After the morning sessions we were provided an excellent lunch that was sponsored by BlogBurst and JMP Software. Once again we had a chance to chat with folks we already knew and meet new people as we sat around the classrooms waiting for the afternoon breakout sessions.
I attended the afternoon session given by Rosalind Reid, editor of American Scientist Magazine, on how best to use graphics in our posts. I found the session very informative. Professional journalists might have already known quite a bit about what was discussed, but most of the folks sitting around me were very engaged in the points made by Ms. Reid and the conversations they started among the participants. I'm running short of time, but will update this post with a list of the sources and resources we were given. I will also be referencing this session in the meta post I have almost finished on copyright infringement. There were two important points I picked up in this session. First, many science illustrations don't stand on their own and need the identifying information attached to them in some way so readers aren't lost. The other is that many science journals, universities, etc will allow you to use their illustrations if you are on topic and using them to further the understanding of the science involved. Once again, I'll touch further on this when we discuss copyright infringement.

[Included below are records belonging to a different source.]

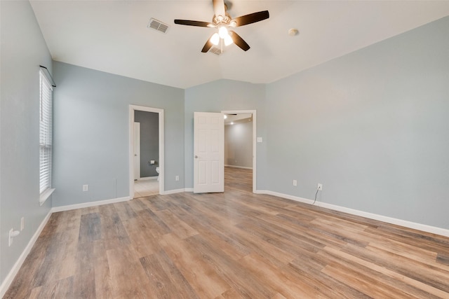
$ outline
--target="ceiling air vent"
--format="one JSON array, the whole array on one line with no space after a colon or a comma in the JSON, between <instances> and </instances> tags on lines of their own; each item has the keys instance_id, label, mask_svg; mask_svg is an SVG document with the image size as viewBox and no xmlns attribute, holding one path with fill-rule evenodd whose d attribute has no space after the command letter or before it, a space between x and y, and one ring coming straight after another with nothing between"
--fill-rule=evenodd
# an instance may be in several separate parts
<instances>
[{"instance_id":1,"label":"ceiling air vent","mask_svg":"<svg viewBox=\"0 0 449 299\"><path fill-rule=\"evenodd\" d=\"M218 48L215 48L215 47L211 48L210 50L209 50L209 52L216 55L219 55L222 53L221 49L219 49Z\"/></svg>"},{"instance_id":2,"label":"ceiling air vent","mask_svg":"<svg viewBox=\"0 0 449 299\"><path fill-rule=\"evenodd\" d=\"M149 22L147 27L162 33L166 33L168 29L168 25L164 24L158 20L153 19L152 18L149 20Z\"/></svg>"}]
</instances>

I was not able to stay for the second round of breakout sessions and hope Kirk or Robert will have something to say about them.
For those of you who missed the conference, but would like to read some of the best in science blogging from the past year, Bora pulled together an anthology and it can be purchased by visiting this link. You can download it and print it yourself or purchase the paperback edition. The link attached to his name above will take you to his blog where you can see his announcment of the anthology.
Finally, I would like to thank Bora and Anton for putting together a wonderful conference. I've never organized anything this big, but I have put together some pretty large fundraising events and know how hard it can be. They made it look easy and I know it was not.
Now, don't you wish I'd left it at "Awesome!"?